Until the recent unrest, Libya was the world's 12th-largest exporter of oil, putting around 1.7 million barrels a day on the market. It is now exporting around two-thirds its normal output.
That Saudi Arabia has taken up much of the slack, and that the decline in Libyan export has not been as cataclysmic as feared caused the price of crude to retreat by more than six per cent this weekend. But oil was still near US$97 a barrel. A week ago, crude was US$84. It was not too many months before that, in the face of the global recession, $50 oil was in the works.
The point is that the crisis in North Africa and the Middle East is bad economic news for the world, particularly non-oil-producing energy users like Jamaica. Indeed, these events should concentrate Jamaican minds on the need for an effective energy policy.
lack of transparency
On the face of it, the country is moving in that direction with the administration's declared commitment to converting from oil to liquefied natural gas (LNG) as the fuel for the bulk of energy generation.
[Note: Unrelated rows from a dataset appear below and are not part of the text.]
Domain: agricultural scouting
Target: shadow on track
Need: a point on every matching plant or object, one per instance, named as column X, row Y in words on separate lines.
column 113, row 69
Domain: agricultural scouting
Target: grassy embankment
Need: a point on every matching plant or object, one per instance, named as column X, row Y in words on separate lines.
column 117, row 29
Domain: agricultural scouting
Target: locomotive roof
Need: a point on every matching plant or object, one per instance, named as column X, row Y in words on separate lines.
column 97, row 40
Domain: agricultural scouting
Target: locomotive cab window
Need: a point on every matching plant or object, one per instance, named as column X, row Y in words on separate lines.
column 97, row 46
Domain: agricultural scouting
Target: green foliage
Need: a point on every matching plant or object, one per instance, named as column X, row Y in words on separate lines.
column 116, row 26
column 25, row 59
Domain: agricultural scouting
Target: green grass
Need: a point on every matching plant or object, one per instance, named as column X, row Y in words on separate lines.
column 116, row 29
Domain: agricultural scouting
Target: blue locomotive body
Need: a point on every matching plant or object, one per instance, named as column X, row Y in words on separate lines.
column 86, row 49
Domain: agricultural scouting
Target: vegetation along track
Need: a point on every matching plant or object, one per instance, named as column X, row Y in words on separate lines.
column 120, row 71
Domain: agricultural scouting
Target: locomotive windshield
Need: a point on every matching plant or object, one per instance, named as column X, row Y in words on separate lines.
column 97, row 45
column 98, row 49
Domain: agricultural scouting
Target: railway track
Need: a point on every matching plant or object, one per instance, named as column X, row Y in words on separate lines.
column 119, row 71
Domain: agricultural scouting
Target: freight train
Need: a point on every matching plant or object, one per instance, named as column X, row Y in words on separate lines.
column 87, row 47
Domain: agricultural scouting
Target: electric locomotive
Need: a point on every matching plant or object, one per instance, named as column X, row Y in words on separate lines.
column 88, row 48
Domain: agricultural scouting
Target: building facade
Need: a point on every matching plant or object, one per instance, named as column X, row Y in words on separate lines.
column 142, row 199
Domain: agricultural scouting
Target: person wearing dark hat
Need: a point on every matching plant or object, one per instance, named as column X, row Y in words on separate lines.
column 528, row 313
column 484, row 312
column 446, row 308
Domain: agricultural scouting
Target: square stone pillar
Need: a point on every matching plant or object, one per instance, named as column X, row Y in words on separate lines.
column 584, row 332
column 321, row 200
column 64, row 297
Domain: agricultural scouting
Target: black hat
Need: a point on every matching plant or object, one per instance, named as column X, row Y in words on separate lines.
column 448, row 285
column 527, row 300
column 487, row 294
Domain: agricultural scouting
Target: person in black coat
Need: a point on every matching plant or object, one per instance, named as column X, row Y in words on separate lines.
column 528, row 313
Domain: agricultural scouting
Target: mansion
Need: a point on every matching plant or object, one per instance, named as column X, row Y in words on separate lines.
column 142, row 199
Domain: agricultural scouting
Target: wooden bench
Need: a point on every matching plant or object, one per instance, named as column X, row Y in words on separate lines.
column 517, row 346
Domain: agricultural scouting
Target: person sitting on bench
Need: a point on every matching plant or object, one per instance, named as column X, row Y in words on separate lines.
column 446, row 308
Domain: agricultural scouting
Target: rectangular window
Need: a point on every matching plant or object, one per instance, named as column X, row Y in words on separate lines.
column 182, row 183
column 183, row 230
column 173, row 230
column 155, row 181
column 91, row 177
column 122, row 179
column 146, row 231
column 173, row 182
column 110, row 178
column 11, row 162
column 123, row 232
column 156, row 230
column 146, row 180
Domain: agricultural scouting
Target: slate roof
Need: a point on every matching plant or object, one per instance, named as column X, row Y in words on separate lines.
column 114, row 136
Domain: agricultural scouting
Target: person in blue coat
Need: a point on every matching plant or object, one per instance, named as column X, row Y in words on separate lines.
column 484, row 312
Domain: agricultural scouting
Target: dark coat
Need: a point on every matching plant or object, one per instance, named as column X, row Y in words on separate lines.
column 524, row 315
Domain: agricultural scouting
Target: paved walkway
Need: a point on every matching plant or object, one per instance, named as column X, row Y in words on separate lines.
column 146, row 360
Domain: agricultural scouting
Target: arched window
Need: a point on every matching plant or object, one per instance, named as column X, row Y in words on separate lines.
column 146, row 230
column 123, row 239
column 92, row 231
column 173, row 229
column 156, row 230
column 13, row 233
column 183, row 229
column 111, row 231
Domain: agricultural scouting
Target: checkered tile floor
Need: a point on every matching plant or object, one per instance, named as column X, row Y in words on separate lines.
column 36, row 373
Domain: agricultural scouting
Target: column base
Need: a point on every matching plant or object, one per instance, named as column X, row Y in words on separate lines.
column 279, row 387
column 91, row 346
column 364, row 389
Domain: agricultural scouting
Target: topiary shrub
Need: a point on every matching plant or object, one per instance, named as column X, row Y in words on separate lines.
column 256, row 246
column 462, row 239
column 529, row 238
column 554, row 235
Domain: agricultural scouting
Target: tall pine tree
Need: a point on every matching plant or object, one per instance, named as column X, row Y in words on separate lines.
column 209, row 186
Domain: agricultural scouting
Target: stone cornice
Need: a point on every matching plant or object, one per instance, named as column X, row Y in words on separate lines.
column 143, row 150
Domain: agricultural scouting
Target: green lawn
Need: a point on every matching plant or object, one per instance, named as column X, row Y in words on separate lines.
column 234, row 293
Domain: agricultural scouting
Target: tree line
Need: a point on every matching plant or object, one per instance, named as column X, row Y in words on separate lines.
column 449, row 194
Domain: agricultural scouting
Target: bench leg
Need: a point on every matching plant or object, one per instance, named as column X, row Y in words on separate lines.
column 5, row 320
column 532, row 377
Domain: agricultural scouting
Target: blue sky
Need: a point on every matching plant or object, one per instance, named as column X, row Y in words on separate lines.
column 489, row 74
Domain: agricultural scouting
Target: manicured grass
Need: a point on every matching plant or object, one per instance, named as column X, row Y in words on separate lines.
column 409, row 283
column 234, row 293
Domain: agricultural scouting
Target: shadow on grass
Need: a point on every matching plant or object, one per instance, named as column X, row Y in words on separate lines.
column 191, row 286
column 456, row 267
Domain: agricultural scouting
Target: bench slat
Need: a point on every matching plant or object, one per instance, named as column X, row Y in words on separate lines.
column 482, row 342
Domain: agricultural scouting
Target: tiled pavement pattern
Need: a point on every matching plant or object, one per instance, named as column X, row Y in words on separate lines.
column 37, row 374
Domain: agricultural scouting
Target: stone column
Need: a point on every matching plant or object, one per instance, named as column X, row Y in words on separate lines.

Except that not only has the process been mired in conflict-of-interest controversy, but the basis on which the Government reached its decision has been lacking in transparency.
This newspaper, like others, has argued that low-cost or competitively priced energy could be the linchpin of liberating Jamaica from decades of economic stagnation or low growth. In that regard, the decision about fuel source has to be based on the least-cost option.
Yet, our administration has failed - and continues to do so - to clearly outline the financial and economic assumptions for its decision in favour of LNG and how these compare with other potential energy sources. Nor has it been willing to share with the public recent studies that apparently found major flaws in the project's design - even after the Government had named a preferred bidder for an LNG storage and regasification facility and invited bids for 480 megawatts of electricity-generating capacity based on natural gas. Even as the Government presses ahead, there is no indication that the potential end-users, the monopoly electricity transmission and distribution company and the alumina refineries, are on board.
The last point is significant, and should weigh heavily on the mind of the administration in the face of the upward movement in oil prices. Lower energy cost, combined with global recovery, drove alumina to a price point where reopening UC Rusal's mothballed Kirkvine plant could be economic. Will this hold?